Inheritance tax intake for April 2022 to February 2023 totalled £6.4bn, an increase of £0.9bn on the same period a year earlier.
The total inheritance tax intake for 2021/22 - the last full financial year - was £6.1bn, meaning this year's intake has already surpassed last year's.
Commenting on the figures, business development manager at estate planning firm Zedra, Laura Tommis said the boost comes as little surprise given last year’s steep rise in inflation and the stagnant tax thresholds of recent years.
“Many families who have not considered themselves wealthy or thought their estates could be within the remit of IHT have been dragged into the statistics.
“With both the nil rate band and residence nil rate band allowances frozen until 2027/28, it is inevitable that this trend will only continue,” Tommis said.
Under UK law, inheritance tax is paid at 40 per cent on assets valued above a certain threshold.
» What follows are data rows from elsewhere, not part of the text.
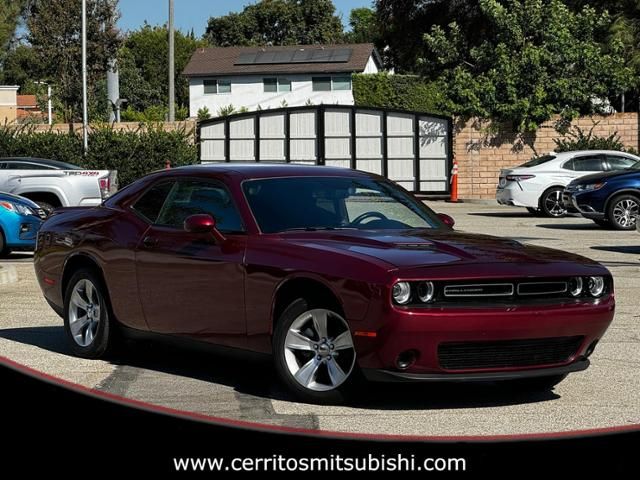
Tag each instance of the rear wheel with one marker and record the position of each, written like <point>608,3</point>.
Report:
<point>622,212</point>
<point>551,203</point>
<point>87,320</point>
<point>314,353</point>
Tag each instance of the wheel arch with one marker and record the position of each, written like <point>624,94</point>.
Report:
<point>303,286</point>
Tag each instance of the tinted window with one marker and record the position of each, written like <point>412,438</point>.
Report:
<point>194,197</point>
<point>586,164</point>
<point>538,161</point>
<point>617,162</point>
<point>150,204</point>
<point>330,203</point>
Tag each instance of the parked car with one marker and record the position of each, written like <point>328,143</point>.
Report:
<point>332,271</point>
<point>53,184</point>
<point>610,199</point>
<point>20,220</point>
<point>539,183</point>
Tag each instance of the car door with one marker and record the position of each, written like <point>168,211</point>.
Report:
<point>190,284</point>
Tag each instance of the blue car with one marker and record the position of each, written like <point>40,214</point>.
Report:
<point>20,220</point>
<point>611,199</point>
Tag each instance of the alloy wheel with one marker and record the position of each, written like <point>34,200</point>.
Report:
<point>319,351</point>
<point>84,312</point>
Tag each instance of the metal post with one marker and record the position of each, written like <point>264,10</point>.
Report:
<point>85,113</point>
<point>172,65</point>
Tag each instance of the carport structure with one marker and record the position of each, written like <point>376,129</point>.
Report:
<point>414,149</point>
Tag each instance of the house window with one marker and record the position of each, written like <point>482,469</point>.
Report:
<point>342,83</point>
<point>273,84</point>
<point>321,84</point>
<point>215,87</point>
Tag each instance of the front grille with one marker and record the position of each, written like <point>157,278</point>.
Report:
<point>505,354</point>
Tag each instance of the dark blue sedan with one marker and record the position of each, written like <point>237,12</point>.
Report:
<point>20,220</point>
<point>610,199</point>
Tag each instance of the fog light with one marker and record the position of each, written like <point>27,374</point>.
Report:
<point>406,359</point>
<point>426,292</point>
<point>575,286</point>
<point>596,286</point>
<point>401,292</point>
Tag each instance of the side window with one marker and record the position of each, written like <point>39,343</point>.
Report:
<point>192,197</point>
<point>586,164</point>
<point>150,204</point>
<point>617,162</point>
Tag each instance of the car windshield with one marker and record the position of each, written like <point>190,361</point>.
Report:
<point>534,162</point>
<point>314,203</point>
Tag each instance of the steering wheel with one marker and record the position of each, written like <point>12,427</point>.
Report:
<point>361,218</point>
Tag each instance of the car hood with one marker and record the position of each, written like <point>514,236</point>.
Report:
<point>598,177</point>
<point>9,197</point>
<point>418,248</point>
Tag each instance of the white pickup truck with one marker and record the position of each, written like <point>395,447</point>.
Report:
<point>53,184</point>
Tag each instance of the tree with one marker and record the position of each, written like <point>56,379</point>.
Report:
<point>277,22</point>
<point>537,59</point>
<point>54,32</point>
<point>364,26</point>
<point>144,68</point>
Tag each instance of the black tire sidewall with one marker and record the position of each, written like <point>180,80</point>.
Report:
<point>336,396</point>
<point>612,205</point>
<point>103,339</point>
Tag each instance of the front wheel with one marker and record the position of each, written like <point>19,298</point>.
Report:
<point>87,322</point>
<point>551,203</point>
<point>622,212</point>
<point>314,353</point>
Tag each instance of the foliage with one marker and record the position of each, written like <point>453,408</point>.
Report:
<point>132,153</point>
<point>404,92</point>
<point>577,139</point>
<point>277,22</point>
<point>54,27</point>
<point>539,59</point>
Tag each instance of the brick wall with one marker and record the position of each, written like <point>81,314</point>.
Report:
<point>481,155</point>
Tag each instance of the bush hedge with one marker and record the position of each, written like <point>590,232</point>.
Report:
<point>133,153</point>
<point>403,92</point>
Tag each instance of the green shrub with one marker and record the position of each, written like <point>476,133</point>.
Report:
<point>134,153</point>
<point>402,92</point>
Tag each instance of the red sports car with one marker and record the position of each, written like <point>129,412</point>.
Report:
<point>337,273</point>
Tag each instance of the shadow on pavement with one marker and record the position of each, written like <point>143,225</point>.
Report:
<point>255,376</point>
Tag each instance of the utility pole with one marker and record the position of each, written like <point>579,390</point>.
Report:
<point>85,114</point>
<point>172,64</point>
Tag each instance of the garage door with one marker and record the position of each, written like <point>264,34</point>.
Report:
<point>411,148</point>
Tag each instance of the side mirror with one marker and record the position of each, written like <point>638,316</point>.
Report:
<point>203,223</point>
<point>447,220</point>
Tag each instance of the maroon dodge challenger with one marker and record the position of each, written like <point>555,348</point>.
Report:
<point>339,274</point>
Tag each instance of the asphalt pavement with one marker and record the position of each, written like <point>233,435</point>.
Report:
<point>605,395</point>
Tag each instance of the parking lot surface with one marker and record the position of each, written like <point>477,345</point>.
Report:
<point>605,395</point>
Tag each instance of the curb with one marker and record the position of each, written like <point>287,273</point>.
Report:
<point>8,275</point>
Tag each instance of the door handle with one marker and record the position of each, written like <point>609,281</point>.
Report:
<point>150,242</point>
Currently around one in every 25 estates pay the tax.
Evelyn Partners tax partner, Laura Hayward said the latest figures serve as a reminder that families should give careful consideration as to how best to manage their tax planning so they do not pay more tax than they need to.
While last week's Spring Budget saw significant change to pension tax thresholds, in particular the scraping of the lifetime allowance, no significant changes were made to how the government collects or charges inheritance tax.
“The overall silence in this area shouldn’t be taken that the IHT pain on families is being eased," Hayward said.
"In fact, new forecasts published by the Office of Budget Responsibility on the same day as the chancellor’s statement suggest IHT receipts will grow by almost £3bn higher than previously estimated over the next six years."
It’s now predicted that between 2022/23 and 2027/28 the Treasury will collect £45bn in IHT receipts, a rise from the £42.1bn estimate released in November.
"As today’s data reveals, IHT receipts are becoming an increasingly important way for the government to boost their coffers," Hayward added.
"Families that find they are being dragged above the IHT threshold may wish to consider taking relatively easy steps to manage their exposure to IHT."
Hayward noted that the abolition of the lifetime allowance is of benefit to those looking for tax-efficient death planning.
“The scrapping of the lifetime allowance for pensions in last week’s Budget will greatly increase the IHT breaks available for people with wealth to pass down to the next generation, as pensions are generally exempt from IHT," she said.